Ten years ago today I awakened with my oldest daughter, then a year-and-a-half old, started her breakfast and strewed a load of laundry to fold across my living room floor. I turned on the tv and switched it to the Today show just in time to see a plane crash into the south tower of the World Trade Center. Within just a few seconds I understood that the land of the free and the home of the brave was under attack by faceless and nameless killers. I grabbed the phone and called my best friend. Turn on the news! Planes have crashed into the World Trade Center buildings! We're under attack! I don't remember much more of the conversation as I'd begun to see people falling from the top floors. Then came the news of the Pentagon crash, followed closely by the tragedy of United Flight 93.
Tears streamed down my face, and I held my daughter tightly. I was no different than anyone else that day as fear gripped our nation. Of course, I lived in small-town Alabama, and the threat of an attack was almost non-existent. But my country, without warning, had been almost paralyzed with fear. There was almost nothing on tv except news coverage for days. Even some of my daughter's favorite tv stations had gone off air. The entire nation was in shock. And we mourned for the lives of fellow citizens we didn't even know.
Over the past couple of weeks I've been watching shows recounting the events of that dreadful day. I've cried as survivors shared their stories.

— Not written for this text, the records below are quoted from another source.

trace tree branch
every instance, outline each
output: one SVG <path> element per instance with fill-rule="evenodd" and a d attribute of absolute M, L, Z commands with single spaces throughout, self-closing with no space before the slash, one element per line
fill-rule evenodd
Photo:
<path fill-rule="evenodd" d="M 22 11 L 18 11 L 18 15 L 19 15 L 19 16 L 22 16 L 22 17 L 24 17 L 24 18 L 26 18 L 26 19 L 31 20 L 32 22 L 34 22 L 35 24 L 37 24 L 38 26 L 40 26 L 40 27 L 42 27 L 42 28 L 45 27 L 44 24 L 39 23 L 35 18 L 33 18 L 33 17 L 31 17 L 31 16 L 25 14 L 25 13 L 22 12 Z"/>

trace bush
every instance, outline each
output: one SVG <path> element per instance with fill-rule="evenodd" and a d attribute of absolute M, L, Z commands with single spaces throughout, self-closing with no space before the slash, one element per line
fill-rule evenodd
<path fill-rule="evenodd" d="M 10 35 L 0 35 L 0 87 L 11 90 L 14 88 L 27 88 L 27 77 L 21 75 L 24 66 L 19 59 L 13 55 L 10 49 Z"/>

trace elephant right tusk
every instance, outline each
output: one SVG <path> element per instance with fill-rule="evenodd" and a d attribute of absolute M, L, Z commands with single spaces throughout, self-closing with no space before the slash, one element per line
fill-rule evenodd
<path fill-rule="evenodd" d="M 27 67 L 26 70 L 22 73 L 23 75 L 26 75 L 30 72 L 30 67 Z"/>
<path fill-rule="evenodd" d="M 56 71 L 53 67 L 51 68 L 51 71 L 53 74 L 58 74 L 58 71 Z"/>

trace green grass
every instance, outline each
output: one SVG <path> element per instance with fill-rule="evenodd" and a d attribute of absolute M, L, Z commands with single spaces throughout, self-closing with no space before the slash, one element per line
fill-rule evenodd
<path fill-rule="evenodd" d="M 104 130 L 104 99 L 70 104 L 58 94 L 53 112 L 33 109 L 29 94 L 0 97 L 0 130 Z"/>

A lump has formed in my throat every time I've remembered people falling and jumping to avoid death by fire. I never get used to watching the collapse of two monstrosities that were never supposed to collapse. Every time I've seen a replay of the towers falling, I've been instantly transported back to the spot where I stood amongst laundry on my living room floor. The feeling of horror is the same every time.
Today, ten years later, the bravery of the 9/11 firefighters and rescue workers amazes me just as much as it did back then. Today the stories of human kindness told of that day still make me proud of my fellow Americans. Today I will remember the courage of ordinary, extraordinary people. Today I will take time to remember what my country endured. Today I will thank God for the bravery of men and women who continue to fight for freedom. Today I will hope for a better future for my children. Today I will love a little more intentionally. Today, and for the remainder of my days, I will not forget.